Der Krieg in der Ukraine und die Auswirkungen auf die Schweiz. In den ersten Wochen mussten wir eine grosse Zahl von Vertriebenen aufnehmen und unterbringen. Zeitweise kamen fast 2000 Menschen pro Tag, die meisten von ihnen Frauen und Kinder. Das war eine gewaltige Herausforderung fürs SEM. Ich war, zusammen mit meinen Mitarbeitenden, von frühmorgens bis spätabends damit beschäftigt, Lösungen zu finden, damit wir die Geflüchteten rasch registrieren und ihnen ein Dach über dem Kopf geben konnten. Das ist uns, auch dank der guten Zusammenarbeit mit den Kantonen, Gemeinden und der riesigen Hilfsbereitschaft der Bevölkerung zum Glück gelungen. Die Mitarbeitenden des SEM waren und sind extrem belastet, auch weil die Asylgesuchszahlen stetig steigen. Ich bin froh, habe ich ein derart gut eingespieltes Amt mit hoch motivierten Mitarbeiterinnen und Mitarbeitern übernommen.
Wie empfanden Sie den Wechsel von der UNO-Sondergesandten für Myanmar ans SEM?
Ich bin von einer Krise in die nächste gerutscht … Der grösste Unterschied ist sicher, dass ich dort auf mich alleine gestellt war und vieles selber organisieren musste. Im SEM hingegen traf ich auf gut funktionierende Teams, die sehr selbständig arbeiten und mir auch vieles vorbereiten. Ich trage hier die Verantwortung für mehr als tausend Kolleginnen und Kollegen, die sich jeden Tag für die Schweizerische Migrationspolitik einsetzen. Ich sehe es als meine Aufgabe, ihnen Rahmenbedingungen zu schaffen, in denen sie sich voll auf ihre Aufgaben konzentrieren können. Ich geniesse es sehr, wieder Teil eines Teams zu sein, mit dem ich mich täglich austauschen kann. Am Ende ist der Kern der Aufgabe aber der Gleiche: Lösungen suchen für komplexe Herausforderungen. Und wie in Myanmar geht es auch hier im SEM immer um Menschen und ihre Schicksale.

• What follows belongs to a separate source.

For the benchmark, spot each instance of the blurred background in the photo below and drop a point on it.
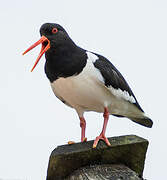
(131, 33)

Wie steht es allgemein um die Migration in der Schweiz, welche Tendenzen beobachten Sie?
Die Schweizerische Migrationspolitik geniesst international einen hervorragenden Ruf. Das höre ich immer wieder, wenn ich mich mit Amtskolleginnen und Kollegen aus anderen Ländern austausche. Wir behandeln die Asylgesuche rasch, haben eine sehr erfolgreiche Integrationspolitik, vollziehen aber auch Wegweisungen sehr konsequent. Diesen Weg wollen wir weitergehen, weil wir so auch die Unterstützung einer grossen Mehrheit der Bevölkerung haben. Die Herausforderungen werden sicher nicht kleiner. Es gibt global gesehen so viele Vertriebene wie noch nie, der Migrationsdruck ist enorm. Das SEM muss sich auf steigende Asylgesuchszahlen einstellen. Und niemand weiss, wie sich die Lage in der Ukraine weiterentwickeln wird.
Die Rechtslage im Asylbereich ändert sich laufend und unterliegt auch dem Einflussbereich des internationalen Rechts. Wie halten Sie sich zeitgleich zur Bewältigung des Tagesgeschäfts über neue Rechtsentwicklungen auf dem Laufenden?
Die Beobachtung, Analyse und Auswertung der Rechtsentwicklungen im Asylbereich ist Teil der sogenannten «Policy-Arbeit». Das SEM verfügt im Direktionsbereich Asyl für sämtliche wichtigen juristischen Fachthemen sowie Herkunftsländer von Asylsuchenden über Expertinnen und Experten. Diese entwickeln, gestützt auf die Lageentwicklung in den Herkunftsländern und die nationale und internationale Rechtsprechung, die Asyl- und Wegweisungspraxis im Asylbereich respektive die Policy des SEM weiter und halten diese in internen Papieren wie etwa Behandlungshinweisen fest.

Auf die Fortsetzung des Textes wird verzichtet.